Why Some Deals Don’t Close
The healthcare services mergers and acquisitions marketplace is very robust. There are consolidating buyers in every segment using acquisitions to build critical mass within this highly fragmented industry. Even though the environment is conducive to successfully closing transactions, some healthcare M&A deals don’t close.
Although deal closure may be an unpleasant topic, we think it’s important to address some of the reasons why certain deals don’t close. Typically there is something about the company or current market conditions that prevents that particular transaction from being viable at that particular moment.
Individual company characteristics that can impact the selling price are known as value drivers. Certain value drivers are commonly associated with a given company not yielding the premium demanded by the seller.
- Trends and Margins: revenue, gross profit, EBITDA. Buyers make acquisitions to help them grow. If an acquisition candidate has a slow growth rate or weak gross or net margins, the buyer will not pay a premium. If a seller lacks critical mass in terms of revenues or management depth, buyers will discount accordingly.

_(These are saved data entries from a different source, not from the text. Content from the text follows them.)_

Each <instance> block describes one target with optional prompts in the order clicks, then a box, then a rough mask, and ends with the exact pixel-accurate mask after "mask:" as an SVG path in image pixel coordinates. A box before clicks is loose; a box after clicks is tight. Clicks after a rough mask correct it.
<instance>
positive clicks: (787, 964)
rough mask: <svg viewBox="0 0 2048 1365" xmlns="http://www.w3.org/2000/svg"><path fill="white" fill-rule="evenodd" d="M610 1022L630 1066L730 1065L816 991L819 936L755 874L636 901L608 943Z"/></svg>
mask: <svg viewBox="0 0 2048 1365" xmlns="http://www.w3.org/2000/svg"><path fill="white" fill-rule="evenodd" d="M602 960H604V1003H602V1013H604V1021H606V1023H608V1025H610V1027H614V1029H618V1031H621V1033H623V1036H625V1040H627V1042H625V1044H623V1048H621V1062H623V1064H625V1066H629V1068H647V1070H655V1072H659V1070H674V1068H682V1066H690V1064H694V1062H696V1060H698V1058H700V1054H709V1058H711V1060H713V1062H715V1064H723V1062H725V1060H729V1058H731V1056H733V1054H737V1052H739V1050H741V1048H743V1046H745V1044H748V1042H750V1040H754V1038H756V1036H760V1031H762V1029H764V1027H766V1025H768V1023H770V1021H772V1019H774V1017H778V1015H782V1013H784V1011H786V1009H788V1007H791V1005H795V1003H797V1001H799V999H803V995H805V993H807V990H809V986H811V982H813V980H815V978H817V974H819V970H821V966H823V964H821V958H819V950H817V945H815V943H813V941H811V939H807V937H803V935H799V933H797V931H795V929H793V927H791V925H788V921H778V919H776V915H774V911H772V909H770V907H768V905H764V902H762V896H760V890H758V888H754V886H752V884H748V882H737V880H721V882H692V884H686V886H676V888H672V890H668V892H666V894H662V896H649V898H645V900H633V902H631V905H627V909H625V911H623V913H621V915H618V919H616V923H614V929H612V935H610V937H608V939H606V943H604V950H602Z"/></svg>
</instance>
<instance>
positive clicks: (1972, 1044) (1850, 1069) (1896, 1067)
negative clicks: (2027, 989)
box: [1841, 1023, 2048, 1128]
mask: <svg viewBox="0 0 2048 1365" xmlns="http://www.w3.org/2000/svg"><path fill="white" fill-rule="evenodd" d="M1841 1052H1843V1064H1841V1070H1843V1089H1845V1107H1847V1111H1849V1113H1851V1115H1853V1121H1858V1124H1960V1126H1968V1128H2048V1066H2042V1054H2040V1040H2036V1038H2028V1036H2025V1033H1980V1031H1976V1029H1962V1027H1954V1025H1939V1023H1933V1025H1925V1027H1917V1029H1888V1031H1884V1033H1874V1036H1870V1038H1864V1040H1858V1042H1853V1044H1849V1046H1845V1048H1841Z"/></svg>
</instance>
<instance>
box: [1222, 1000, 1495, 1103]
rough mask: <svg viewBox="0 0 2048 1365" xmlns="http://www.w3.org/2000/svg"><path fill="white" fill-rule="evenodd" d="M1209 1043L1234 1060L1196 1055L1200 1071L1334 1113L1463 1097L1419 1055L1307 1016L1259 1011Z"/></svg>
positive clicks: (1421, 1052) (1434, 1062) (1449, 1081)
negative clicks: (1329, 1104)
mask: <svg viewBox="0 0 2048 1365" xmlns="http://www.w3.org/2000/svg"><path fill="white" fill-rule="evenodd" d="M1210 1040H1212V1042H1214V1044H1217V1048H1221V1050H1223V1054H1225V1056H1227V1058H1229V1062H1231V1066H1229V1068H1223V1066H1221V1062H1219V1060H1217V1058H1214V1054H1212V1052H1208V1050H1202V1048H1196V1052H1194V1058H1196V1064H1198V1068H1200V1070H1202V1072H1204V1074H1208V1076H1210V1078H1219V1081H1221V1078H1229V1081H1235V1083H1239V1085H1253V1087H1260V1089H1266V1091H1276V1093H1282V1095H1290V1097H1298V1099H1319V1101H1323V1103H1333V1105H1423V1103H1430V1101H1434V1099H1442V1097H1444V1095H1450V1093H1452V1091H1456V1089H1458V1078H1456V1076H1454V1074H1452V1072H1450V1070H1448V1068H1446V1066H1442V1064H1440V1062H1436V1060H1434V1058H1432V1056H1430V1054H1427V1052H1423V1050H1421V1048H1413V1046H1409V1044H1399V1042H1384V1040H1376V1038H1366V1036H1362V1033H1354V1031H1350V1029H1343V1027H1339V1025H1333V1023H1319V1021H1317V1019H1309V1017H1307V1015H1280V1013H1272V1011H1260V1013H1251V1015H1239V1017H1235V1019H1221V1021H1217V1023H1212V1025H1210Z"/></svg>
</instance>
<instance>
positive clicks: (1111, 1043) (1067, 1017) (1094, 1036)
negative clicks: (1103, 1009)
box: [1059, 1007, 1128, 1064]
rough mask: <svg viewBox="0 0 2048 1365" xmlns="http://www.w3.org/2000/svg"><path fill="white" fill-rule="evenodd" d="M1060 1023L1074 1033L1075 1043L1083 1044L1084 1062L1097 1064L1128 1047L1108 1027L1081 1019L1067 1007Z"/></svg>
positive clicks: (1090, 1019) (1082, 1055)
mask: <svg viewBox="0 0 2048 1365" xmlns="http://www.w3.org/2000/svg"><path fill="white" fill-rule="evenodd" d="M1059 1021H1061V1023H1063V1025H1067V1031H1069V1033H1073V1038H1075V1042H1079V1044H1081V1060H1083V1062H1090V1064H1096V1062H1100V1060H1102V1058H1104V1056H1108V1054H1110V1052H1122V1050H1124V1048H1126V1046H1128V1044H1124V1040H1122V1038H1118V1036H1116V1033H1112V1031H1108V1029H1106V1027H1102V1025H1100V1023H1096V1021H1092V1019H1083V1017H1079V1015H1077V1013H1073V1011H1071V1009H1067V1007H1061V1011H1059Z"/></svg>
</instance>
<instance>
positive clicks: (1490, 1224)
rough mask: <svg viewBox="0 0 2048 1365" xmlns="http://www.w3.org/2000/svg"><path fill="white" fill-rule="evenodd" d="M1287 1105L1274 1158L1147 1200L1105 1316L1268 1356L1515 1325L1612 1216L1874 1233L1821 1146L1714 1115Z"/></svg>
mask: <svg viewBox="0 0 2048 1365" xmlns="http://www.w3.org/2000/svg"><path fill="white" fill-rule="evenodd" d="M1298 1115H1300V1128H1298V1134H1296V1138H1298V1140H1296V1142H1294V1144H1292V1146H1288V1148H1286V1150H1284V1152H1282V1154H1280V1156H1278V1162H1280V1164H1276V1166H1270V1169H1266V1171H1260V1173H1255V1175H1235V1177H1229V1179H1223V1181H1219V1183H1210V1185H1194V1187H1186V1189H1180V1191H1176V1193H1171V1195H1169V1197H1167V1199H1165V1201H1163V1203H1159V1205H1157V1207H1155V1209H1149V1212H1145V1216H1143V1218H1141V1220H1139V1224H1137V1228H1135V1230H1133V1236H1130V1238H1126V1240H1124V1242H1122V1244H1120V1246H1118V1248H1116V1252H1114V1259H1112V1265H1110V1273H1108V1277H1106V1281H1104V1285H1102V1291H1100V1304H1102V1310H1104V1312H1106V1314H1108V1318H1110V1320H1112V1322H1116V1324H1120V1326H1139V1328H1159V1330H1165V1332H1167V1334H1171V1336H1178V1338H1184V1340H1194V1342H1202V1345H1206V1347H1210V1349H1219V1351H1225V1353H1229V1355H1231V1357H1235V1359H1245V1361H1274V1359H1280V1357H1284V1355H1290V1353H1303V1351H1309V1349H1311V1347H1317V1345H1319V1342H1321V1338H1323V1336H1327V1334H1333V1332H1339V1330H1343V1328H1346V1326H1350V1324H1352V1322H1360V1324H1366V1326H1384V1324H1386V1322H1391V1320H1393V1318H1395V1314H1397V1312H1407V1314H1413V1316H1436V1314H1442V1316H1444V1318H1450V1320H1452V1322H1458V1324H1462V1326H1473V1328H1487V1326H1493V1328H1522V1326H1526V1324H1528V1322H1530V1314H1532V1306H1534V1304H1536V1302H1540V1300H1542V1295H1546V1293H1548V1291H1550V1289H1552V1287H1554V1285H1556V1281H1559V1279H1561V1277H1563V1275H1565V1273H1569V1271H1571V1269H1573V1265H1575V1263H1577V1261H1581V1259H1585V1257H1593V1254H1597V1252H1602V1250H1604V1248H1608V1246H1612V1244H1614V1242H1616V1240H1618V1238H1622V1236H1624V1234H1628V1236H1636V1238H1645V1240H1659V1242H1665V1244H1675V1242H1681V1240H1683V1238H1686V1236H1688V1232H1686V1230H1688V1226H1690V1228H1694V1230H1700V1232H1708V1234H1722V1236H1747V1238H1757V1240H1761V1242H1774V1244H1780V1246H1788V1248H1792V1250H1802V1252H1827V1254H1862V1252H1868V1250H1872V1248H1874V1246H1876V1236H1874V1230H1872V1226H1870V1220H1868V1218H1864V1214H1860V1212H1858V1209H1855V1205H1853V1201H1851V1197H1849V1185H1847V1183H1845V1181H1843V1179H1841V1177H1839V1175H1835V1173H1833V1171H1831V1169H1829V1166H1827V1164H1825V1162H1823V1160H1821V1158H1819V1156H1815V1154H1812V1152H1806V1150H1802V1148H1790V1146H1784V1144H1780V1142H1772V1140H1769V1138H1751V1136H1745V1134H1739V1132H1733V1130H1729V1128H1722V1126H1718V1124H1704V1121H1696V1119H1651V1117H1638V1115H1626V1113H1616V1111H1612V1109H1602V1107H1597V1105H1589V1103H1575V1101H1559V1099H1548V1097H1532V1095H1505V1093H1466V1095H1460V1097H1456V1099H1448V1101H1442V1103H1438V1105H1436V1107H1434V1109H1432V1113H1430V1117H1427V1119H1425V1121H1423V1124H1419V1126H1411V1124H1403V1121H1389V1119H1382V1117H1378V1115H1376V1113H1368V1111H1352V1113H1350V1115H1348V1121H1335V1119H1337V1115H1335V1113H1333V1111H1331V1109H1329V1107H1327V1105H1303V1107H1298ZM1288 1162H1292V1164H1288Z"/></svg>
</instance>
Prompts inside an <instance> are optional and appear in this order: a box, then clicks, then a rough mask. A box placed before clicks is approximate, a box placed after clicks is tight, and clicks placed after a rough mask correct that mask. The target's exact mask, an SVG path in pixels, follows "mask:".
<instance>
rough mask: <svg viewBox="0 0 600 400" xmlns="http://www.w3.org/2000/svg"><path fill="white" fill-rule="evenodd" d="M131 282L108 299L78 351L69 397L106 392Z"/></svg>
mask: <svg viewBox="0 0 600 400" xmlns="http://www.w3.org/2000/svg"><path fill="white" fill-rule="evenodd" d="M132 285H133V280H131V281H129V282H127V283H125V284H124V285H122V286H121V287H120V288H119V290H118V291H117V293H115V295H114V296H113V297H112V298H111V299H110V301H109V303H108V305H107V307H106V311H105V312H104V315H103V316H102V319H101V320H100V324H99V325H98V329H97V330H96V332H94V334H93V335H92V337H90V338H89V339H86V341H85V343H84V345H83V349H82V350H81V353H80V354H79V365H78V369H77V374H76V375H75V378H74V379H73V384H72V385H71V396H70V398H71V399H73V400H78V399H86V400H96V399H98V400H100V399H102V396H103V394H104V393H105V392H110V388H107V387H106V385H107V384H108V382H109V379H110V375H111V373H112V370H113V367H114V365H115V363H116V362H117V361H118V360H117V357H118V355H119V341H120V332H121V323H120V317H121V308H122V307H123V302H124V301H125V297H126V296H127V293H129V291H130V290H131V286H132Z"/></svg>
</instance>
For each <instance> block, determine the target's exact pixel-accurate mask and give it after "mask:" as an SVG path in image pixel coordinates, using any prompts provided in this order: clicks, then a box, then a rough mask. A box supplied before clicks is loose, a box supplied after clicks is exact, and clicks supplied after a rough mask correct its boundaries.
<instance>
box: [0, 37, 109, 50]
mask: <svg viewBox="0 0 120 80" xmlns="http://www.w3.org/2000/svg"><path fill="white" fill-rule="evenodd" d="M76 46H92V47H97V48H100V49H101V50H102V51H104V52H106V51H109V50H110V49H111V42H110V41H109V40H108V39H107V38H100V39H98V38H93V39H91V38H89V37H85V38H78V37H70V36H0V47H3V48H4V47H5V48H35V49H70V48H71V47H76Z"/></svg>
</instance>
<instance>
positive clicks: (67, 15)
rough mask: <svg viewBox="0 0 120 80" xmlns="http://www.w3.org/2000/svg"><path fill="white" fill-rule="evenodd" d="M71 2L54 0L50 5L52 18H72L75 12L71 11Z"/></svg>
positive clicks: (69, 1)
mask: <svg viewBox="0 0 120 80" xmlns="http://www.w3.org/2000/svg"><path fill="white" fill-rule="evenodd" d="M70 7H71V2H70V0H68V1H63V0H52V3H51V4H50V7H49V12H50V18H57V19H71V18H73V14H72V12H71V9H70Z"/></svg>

- Liabilities: IRS, CMS, others. Sellers should expect to satisfy all outstanding liabilities from the proceeds of the sale. Any misrepresentations by the seller can cause buyers to lose interest. If the proceeds from the sale cannot satisfy all outstanding liabilities, sellers may not want to close a transaction. If the seller cannot transfer a clear title and all necessary licensure, buyers may not want to close a transaction.
Mergers and acquisitions market conditions can fluctuate drastically due to circumstances beyond anyone’s control. No matter how well an acquisition candidate performs, it must be considered within the context of the overall marketplace.
- Operating Environment: regulatory and administrative. Each segment within the healthcare services industry is subject to its own set of operating parameters that can impact value. Whether it may be PPS in Medicare, Competitive Bidding in DME, or business mix in staffing, external operating conditions can definitely stimulate or diminish activity in the market.
- Buyers in the Market: perceptions and premiums. How buyers perceive acquisition targets in the marketplace is a very important component of value. Of course buyers want stable, growing companies with competent employees. Additionally, buyers need to be confident that they can reproduce and build upon the success of the selling company after the seller has moved on. Many buyers also tend to avoid or discount acquisition candidates that are dependent on one or two primary clients. For a buyer to pay a premium, the acquisition candidate has to be performing well at the time of the transaction but must have solid future prospects and genuine upside potential.
- Sellers in the Market: presentation and communication. A company may be very valuable, but if the seller doesn’t make a clear and convincing presentation to prospective buyers, it will not earn the premium price that may be warranted. Sellers should provide a concise summary of services offered, major payors, and financial performance. All liabilities and their proposed dispensation should be disclosed. Sellers need to maintain the momentum of the transaction by providing follow up data to qualified buyers in a timely fashion. If the seller is enthusiastic about the transaction, buyers will be responsive: If the seller is reticent, buyers may lose interest and the deal closure might not happen.
Most healthcare M&A deals do close! With proper care and consideration, both buyers and sellers can develop reasonable expectations and can unlock the maximum value of their companies through mergers, acquisitions, and divestitures.